More details from the documentation:
There is no minimum size requirement for the data you can append to an object. However, the maximum size of the data that you can append to an object in a single request is 5GB. This is the same limit as the largest request size when uploading data using any Amazon S3 API.
With each successful append operation, you create a part of the object and each object can have up to 10,000 parts. This means you can append data to an object up to 10,000 times. If an object is created using S3 multipart upload, each uploaded part is counted towards the total maximum of 10,000 parts. For example, you can append up to 9,000 times to an object created by multipart upload comprising of 1,000 parts.
That 10,000 limit means this won’t quite work for constantly appending to a log file in a bucket.
Presumably it will be possible to “tail" an object that is receiving appended updates using the HTTP Range header.
Tags: s3, aws, scaling, architecture
AI Summary and Description: Yes
Summary: Amazon S3 now allows appending data to existing objects in S3 Express One Zone, representing a significant innovation for users needing efficient data management. This feature may introduce unique considerations for compliance and infrastructure security professionals as it alters data handling and storage strategies within the AWS environment.
Detailed Description:
Amazon S3’s recent update to allow appending data to objects in the S3 Express One Zone bucket class is a groundbreaking advancement in cloud storage capabilities. Here are the critical insights and implications stemming from this update:
– **Feature Overview**:
– This is the first time Amazon S3 supports appending data to existing objects, which was previously limited to atomic replacements.
– The new capability is exclusive to the S3 Express One Zone class, which emphasizes lower latency for applications needing faster access to data.
– **Performance Characteristics**:
– The S3 Express One Zone bucket class provides lower latency but comes with reduced data redundancy compared to multi-availability zone deployments.
– The pricing for S3 Express One Zone is significantly higher at 16c/GB/month, thus affecting cost-benefit analysis for businesses.
– **Technical Specifications**:
– There is no minimum size for submitted appends, but the maximum size for a single append operation is set at 5GB—consistent with the maximum upload size in any S3 API.
– Each object can consist of up to 10,000 parts, allowing for a maximum of 10,000 append operations, contingent on how the object is created.
– **Limitations and Use Cases**:
– The limit of 10,000 parts suggests challenges when used for applications like log file storage, where rapid and continuous appending may require redesign in data storage strategies.

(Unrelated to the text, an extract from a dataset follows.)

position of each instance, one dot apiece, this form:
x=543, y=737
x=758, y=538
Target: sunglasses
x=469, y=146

– The use of the HTTP Range header may allow for ‘tailing’ an object receiving appended updates, a potential consideration for systems demanding real-time data access.

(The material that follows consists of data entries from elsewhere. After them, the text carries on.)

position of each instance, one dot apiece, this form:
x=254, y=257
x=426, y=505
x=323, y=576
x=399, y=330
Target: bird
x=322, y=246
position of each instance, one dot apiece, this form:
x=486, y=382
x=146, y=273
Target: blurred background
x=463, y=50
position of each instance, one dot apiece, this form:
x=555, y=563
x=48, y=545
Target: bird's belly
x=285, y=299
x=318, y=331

– **Impact on Security and Compliance**:
– This update necessitates a reevaluation of security measures regarding how object storage is managed, especially in terms of data integrity and compliance with regulations governing data storage and retrieval.

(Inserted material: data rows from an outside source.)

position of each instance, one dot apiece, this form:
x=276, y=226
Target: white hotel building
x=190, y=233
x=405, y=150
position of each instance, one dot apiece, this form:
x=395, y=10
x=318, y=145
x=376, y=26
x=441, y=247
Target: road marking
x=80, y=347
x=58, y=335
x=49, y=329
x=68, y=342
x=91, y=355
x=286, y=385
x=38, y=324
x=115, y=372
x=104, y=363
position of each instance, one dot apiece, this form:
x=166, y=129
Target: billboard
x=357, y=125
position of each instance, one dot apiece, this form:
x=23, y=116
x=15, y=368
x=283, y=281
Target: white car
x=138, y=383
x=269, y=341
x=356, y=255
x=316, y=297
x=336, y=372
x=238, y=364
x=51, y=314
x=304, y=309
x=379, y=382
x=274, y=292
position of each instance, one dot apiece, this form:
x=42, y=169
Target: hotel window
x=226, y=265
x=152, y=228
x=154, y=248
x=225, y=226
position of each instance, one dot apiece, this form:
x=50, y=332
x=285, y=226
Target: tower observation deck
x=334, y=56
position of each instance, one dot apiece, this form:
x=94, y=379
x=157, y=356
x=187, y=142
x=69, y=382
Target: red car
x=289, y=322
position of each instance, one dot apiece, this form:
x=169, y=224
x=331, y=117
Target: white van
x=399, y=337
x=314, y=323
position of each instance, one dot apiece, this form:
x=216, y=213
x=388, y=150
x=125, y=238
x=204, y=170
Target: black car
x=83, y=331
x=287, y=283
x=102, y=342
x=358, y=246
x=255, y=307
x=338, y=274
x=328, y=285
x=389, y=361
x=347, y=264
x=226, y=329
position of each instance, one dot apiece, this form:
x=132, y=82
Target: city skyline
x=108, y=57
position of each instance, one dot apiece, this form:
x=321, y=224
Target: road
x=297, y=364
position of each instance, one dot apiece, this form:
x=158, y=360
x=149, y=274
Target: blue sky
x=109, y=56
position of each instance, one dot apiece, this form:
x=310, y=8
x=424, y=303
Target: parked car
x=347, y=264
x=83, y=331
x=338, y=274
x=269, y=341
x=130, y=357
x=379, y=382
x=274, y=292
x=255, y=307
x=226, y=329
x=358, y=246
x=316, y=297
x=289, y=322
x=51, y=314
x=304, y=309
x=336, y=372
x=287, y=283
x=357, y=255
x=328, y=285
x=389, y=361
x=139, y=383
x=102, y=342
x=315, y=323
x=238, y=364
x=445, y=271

– Infrastructure security professionals may need to assess new risks associated with the architecture changes that come with appending data, particularly around data consistency and redundancy strategies.
In summary, the introduction of data appending to Amazon S3 Express One Zone significantly alters how organizations store and manage data in the AWS environment, inviting new considerations related to efficiency, cost increment, and security compliance protocols.